The Capitol Building was stormed….
Democrats have swept both houses of congress….
President Trump has been banned from Twitter…..
The S&P 500 rallied just under 2% this week.
How is that possible with everything going on in Washington DC.
The answer is simple:
Only certain kinds of politics matter to the markets…
This week my DC insider Frank Gregory and I did our members only discussion on how the new president will affect markets.
He shared a really important chart:
The above is market returns by president since the 1920’s.
What do you notice?
The market simply keeps going up!
Politics have polluted our daily lives where it feels like they have an affect on EVERYTHING!
Here is an insider tip:
The market does not care if a Democrat or a Republican is president.
It does not care who controls congress.
When we have an all democratic controlled political climate in Washington, the market, on average, goes up over 13%.
Think about that.
My conservative friends are probably shocked.
Guess what liberals,
It goes up when Republicans control everything too.

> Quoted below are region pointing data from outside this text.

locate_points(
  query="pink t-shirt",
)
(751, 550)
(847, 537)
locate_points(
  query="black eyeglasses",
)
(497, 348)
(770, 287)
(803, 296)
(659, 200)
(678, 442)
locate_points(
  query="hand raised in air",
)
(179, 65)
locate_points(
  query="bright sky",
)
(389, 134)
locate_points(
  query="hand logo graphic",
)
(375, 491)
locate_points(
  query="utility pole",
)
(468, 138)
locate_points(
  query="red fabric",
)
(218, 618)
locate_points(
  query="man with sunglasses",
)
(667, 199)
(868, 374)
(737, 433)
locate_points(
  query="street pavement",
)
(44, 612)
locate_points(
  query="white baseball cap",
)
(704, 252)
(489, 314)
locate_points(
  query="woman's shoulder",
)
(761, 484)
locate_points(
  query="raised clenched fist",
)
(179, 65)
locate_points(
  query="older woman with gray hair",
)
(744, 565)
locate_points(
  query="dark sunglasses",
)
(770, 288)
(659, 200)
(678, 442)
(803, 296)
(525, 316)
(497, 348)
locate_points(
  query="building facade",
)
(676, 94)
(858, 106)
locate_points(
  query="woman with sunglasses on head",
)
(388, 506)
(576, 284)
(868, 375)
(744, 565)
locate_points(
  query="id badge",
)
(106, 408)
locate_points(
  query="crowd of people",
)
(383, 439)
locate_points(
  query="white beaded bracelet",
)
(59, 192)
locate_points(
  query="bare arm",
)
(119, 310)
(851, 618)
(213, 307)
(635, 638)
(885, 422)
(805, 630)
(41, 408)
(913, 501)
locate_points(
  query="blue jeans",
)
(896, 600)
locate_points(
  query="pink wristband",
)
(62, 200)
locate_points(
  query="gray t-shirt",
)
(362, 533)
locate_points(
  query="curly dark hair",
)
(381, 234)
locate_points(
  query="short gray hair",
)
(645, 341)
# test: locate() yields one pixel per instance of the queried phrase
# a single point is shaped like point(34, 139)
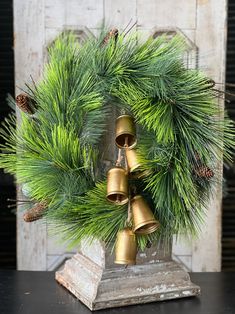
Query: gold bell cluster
point(140, 219)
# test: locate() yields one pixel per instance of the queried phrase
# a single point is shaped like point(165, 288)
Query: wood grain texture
point(28, 47)
point(211, 38)
point(100, 288)
point(180, 13)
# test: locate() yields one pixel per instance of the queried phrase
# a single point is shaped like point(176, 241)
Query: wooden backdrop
point(203, 23)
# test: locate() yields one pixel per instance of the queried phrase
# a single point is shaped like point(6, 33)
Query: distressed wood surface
point(38, 23)
point(28, 47)
point(100, 288)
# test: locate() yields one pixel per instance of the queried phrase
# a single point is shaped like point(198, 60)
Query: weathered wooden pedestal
point(94, 279)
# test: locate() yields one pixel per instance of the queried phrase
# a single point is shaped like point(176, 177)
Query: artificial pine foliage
point(58, 154)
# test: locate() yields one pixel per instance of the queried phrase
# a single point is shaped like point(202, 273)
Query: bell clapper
point(119, 160)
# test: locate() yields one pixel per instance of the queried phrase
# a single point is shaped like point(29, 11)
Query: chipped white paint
point(103, 287)
point(204, 24)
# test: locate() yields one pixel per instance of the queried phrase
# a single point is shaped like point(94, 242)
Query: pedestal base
point(100, 288)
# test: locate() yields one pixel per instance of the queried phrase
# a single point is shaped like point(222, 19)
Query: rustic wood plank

Politics are only one piece of a very large pie that makes up WHY the market moves every day.
The macro economic environment always has a greater input into market movement.
“Macro economics,” are things like trade deals and imports/exports.
Right now, the market sees the economy opening up in the near future and is pricing itself as such.
So rather than dwelling on what is going on in Washington, smart traders are going to pay more attention to what is going to happen to the economy.
Is the market over its ski’s….maybe…
…but until we actually see a sell off, traders should do what I have been told to do from my 1st day at Group 1 Trading…
“Trade what I see, not what I think.”